Tuesday morning, about two dozen rallied outside the school for the right to wear the shirt, which they — and American Civil Liberties Union — say is a free-speech issue. They also don't want administrators to make good on threats to abolish the after-school gay-straight alliance over the flap.
"The shirts are obviously anti-tobacco," said Melinda "bob" Maureen, director of youth programs for the center. "This is one more time the school is saying, you're not allowed to be you."
Last week, a handful of students wore the shirts, intended in a hip, thought-provoking way to prevent gay teens from turning to smoking. The GLBT center says tobacco use is a bigger problem in the gay community than it is among heterosexuals.
But Hillcrest Principal Linda Sandstrom said the slogan is inappropriate.
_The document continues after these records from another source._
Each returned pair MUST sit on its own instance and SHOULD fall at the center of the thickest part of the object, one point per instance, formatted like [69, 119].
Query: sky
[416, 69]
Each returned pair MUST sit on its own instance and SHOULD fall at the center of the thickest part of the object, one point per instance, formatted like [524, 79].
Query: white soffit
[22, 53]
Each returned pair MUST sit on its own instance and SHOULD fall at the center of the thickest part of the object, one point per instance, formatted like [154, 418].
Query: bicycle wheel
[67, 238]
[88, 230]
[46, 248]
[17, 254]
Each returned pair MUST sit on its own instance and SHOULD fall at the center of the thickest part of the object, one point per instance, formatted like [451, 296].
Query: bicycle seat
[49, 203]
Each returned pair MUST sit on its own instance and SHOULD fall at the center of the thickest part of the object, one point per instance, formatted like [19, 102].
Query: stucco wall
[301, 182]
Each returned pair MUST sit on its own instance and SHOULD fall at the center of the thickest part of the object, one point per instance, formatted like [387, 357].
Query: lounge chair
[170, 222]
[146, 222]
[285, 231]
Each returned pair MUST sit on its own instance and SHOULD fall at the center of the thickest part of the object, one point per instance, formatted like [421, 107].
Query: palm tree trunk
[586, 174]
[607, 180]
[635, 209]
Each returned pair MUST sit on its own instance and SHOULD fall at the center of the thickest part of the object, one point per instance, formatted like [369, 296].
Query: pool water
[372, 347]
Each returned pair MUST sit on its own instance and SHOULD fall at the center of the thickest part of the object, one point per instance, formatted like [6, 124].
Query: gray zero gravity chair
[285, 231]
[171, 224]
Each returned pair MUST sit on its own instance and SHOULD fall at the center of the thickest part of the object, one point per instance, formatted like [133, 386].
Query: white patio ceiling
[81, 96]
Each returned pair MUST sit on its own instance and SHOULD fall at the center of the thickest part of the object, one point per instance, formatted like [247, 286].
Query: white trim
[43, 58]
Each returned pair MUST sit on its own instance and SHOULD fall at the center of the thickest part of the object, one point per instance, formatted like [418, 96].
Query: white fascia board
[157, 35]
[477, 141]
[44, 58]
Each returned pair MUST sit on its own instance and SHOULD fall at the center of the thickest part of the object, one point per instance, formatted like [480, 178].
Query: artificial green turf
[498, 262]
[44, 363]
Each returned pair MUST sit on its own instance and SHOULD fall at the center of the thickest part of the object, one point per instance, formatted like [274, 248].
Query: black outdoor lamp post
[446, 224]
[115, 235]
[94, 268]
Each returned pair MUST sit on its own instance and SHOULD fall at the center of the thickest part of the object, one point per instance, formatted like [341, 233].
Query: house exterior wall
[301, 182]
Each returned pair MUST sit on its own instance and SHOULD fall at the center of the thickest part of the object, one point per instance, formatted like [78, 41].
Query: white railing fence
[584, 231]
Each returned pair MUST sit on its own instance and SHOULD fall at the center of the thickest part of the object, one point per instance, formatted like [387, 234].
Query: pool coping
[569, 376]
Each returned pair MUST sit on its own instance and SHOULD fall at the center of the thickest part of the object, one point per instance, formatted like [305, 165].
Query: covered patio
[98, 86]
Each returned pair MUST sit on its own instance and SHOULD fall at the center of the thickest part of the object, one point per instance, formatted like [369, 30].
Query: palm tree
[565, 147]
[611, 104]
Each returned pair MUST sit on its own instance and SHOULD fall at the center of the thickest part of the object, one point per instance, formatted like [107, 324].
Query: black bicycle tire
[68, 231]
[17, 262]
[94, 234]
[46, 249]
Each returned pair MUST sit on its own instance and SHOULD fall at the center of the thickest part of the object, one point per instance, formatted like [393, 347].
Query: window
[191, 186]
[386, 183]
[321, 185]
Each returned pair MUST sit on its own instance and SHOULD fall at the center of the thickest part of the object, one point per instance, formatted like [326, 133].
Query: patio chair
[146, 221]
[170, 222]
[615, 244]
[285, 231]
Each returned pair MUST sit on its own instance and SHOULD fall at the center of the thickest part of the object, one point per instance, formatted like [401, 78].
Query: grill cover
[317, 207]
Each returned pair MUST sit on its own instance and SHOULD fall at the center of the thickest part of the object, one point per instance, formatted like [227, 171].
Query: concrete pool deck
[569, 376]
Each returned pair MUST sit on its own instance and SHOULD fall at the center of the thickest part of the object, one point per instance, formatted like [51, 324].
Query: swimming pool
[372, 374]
District policy bars clothes containing "advertising, promotions and likeness of tobacco, alcohol, or drugs or which are contrary to the educational mission" and "crude, vulgar, profane, violent, or sexually suggestive" messages.
Sandstrom believes the cigarette, "kick ash" double entendre, and word "queer," which some students have complained about being called, fits the definition.
Students wearing the shirts were told to change or go home, Sandstrom said. Three students were suspended for refusing to comply.
Early Tuesday, students drove home their point by rallying at a school parking entrance. They wore the T-shirts and carried signs urging them to love, not hate, then went to school for classtime, Maureen said.
The ACLU followed up with a letter, demanding school officials reverse the suspensions and shirt ruling.
"The Supreme Court has firmly established that students have a constitutional right to political speech and expression, and when 'Queer Eye for the Straight Guy' is one of the most popular programs on television and universities all over the country have queer theory and queer studies programs, there's no doubt that it's a commonly-used political term," Tamara Lange, staff attorney with the ACLU's national Lesbian and Gay Rights Project, said in a prepared statement.
The ACLU also decried an assistant principal's alleged threat to halt the after-school gay-straight alliance over the flap. ACLU-Utah staff attorney Margaret Plane says the alliance has nothing to do with the T-shirts, and wants to work with the school.
Sandstrom had not read the letter Tuesday afternoon. She also said she didn't know what an assistant principal told the students, but that she never threatened to shut down the gay-straight alliance.
"This is about shirts as far as I'm concerned," Sandstrom said. "This morning was a little disruptive" in that some students were late for class. "This is an educational institution, and I don't want them involved in anything that's going to jeopardize that."